Amino acids all have the same basic structure; an alpha carbon tetrahedral atom, a carboxyl group, a hydrogen atom, and the differentiator - a unique R-chain group. The R side chain is different for each individual amino acid.
Generally people think of amino acids as molecules derived from protein. People also may or may not run into amino acid supplements along the way, without further inquiry, a few supplements, comments, and a basic understanding of biology they come away with minimum appreciation. While amino acids are really one of the first two molecular groups that composed cellular life, build every protein inside your body (which are involved in nearly every process), and are vital to metabolic balance and maintaining a healthy life.
Amino Acids In Humans
Humans require 22 proteinogenic amino acids, 13 can be produced endogenously (ranging from: non-essential, to semi and conditionally essential), the remaining 9 are classified essential amino acids (the body can not produce them internally, and therefore must derive them from food). Amino acids importance starts at the very beginning of life; DNA, the nucleic acid that stores and records biological information, is really just storing and recording protein structure blueprints. Genes, the sections of DNA containing protein structures, are a sequence of nucleotides that, RNA, the messenger nucleic acid copies (with one nucleotide nuance) and then decodes in the ribosomes of a cell. The nucleotide sequence is decoded in pieces called codons, i.e., three nucleotides in a row - each codon pertaining to a individual amino acid.

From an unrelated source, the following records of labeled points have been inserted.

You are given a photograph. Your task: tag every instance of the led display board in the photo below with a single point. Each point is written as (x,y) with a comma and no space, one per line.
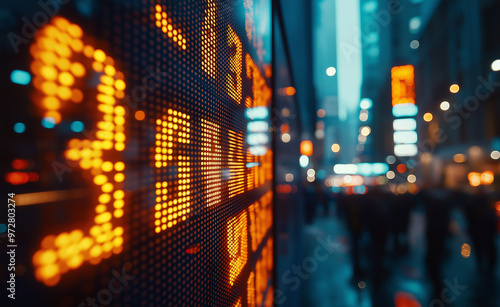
(139,164)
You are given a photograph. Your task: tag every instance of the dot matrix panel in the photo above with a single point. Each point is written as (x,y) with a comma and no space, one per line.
(143,170)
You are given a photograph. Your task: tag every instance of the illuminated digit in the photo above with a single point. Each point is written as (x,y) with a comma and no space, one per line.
(211,162)
(165,24)
(173,199)
(251,289)
(234,80)
(236,163)
(249,18)
(209,40)
(59,79)
(237,245)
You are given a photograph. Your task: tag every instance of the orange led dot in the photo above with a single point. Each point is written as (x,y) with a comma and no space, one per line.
(75,31)
(76,96)
(55,115)
(118,213)
(104,198)
(109,70)
(100,179)
(51,103)
(49,88)
(100,208)
(97,66)
(64,93)
(48,72)
(107,187)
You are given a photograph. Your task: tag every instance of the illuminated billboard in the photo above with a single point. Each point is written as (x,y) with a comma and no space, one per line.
(141,148)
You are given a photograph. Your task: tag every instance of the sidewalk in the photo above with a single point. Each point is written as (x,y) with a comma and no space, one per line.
(405,280)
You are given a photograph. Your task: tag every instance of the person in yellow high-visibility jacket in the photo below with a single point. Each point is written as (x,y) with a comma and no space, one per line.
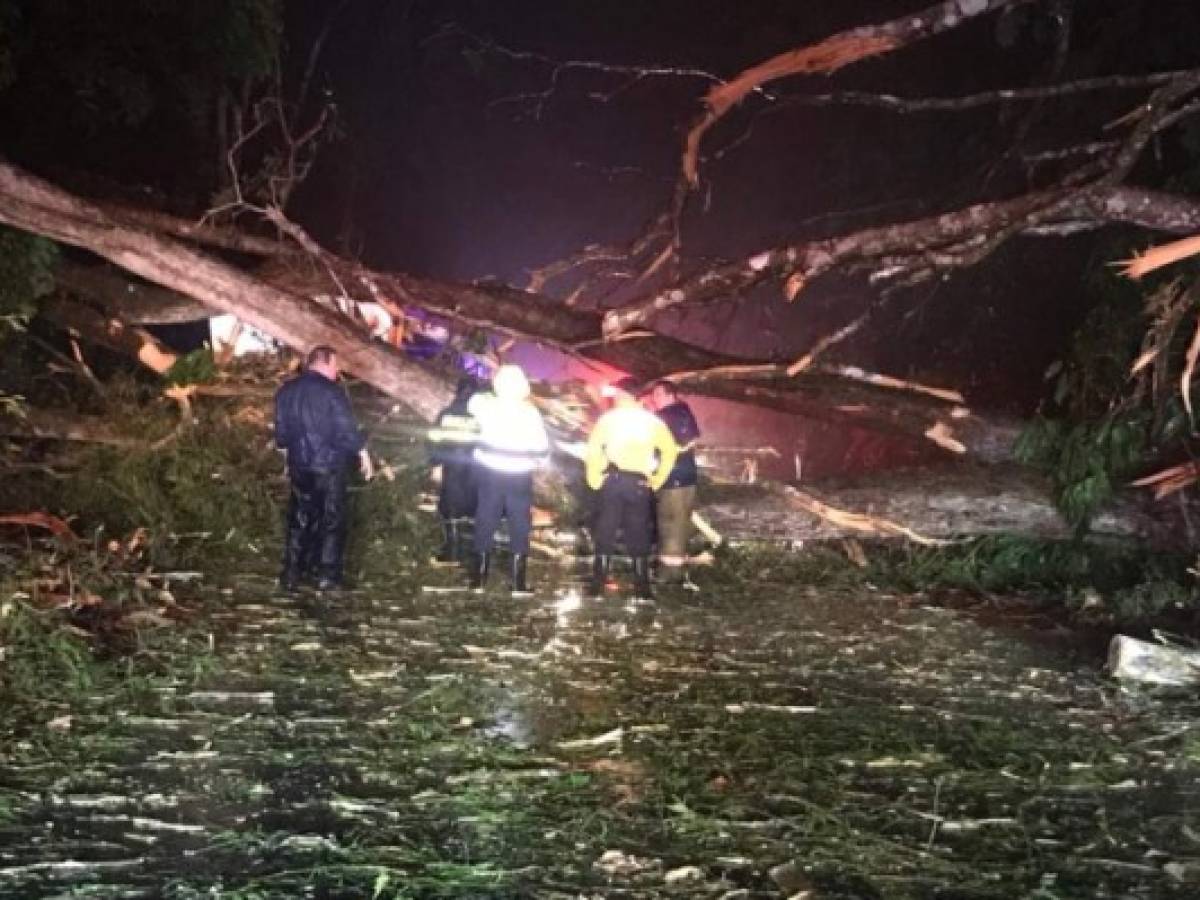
(630,453)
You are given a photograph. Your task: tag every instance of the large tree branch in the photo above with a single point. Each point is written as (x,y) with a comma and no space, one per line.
(109,331)
(942,240)
(281,304)
(831,54)
(133,301)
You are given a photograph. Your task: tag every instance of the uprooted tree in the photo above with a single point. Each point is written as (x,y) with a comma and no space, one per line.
(245,256)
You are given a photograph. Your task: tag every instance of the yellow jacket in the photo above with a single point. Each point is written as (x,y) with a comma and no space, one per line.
(633,439)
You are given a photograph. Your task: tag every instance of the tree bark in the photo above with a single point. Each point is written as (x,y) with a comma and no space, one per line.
(943,503)
(936,241)
(136,303)
(31,204)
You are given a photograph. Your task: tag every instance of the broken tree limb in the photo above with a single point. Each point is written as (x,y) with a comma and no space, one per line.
(946,503)
(49,425)
(943,240)
(828,55)
(109,331)
(280,300)
(136,303)
(1155,258)
(31,204)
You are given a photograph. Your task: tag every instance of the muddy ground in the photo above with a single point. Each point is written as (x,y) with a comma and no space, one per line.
(754,738)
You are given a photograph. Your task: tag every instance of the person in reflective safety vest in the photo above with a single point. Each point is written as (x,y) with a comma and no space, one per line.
(513,443)
(629,454)
(453,447)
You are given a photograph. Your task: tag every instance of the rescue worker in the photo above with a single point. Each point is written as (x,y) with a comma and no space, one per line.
(453,444)
(678,495)
(629,454)
(513,443)
(316,429)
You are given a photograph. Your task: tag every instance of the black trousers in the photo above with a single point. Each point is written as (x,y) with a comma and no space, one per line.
(316,525)
(625,507)
(459,493)
(503,495)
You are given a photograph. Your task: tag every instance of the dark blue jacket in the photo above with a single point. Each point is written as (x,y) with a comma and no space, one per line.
(315,424)
(684,430)
(454,419)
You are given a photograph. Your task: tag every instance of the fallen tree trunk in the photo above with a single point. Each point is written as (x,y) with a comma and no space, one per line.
(138,304)
(280,301)
(34,205)
(109,331)
(942,504)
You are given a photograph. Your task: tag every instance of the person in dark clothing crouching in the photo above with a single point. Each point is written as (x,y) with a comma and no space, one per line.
(677,498)
(453,445)
(316,429)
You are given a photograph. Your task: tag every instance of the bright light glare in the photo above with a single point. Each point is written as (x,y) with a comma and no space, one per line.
(568,603)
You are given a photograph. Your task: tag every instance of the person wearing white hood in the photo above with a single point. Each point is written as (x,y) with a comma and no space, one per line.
(513,443)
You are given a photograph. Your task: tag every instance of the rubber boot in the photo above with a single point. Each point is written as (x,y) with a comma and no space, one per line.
(520,586)
(480,565)
(600,567)
(642,589)
(449,552)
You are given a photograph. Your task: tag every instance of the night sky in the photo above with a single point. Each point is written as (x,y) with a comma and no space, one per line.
(448,171)
(460,156)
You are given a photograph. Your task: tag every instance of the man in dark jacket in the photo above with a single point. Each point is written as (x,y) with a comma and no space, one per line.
(316,427)
(453,445)
(678,495)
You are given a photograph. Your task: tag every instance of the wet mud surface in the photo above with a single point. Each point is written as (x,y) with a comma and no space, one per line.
(767,741)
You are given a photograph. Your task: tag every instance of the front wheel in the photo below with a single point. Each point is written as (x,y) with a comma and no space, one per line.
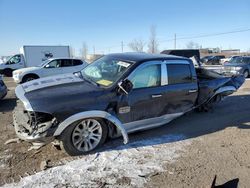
(84,136)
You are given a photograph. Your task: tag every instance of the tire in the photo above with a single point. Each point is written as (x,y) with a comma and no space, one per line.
(7,72)
(28,78)
(77,139)
(246,74)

Genes can be turned on or off, controlled by transcription factors (proteins, i.e., built from amino acids). Humans have approximately 22,000 genes, which in terms of different species on earth is relatively low, for example a water flea has around 31,000 genes. Biological complexity is based on the network of genes, and the interaction of genes throughout history as to advance species and evolve new protein structures.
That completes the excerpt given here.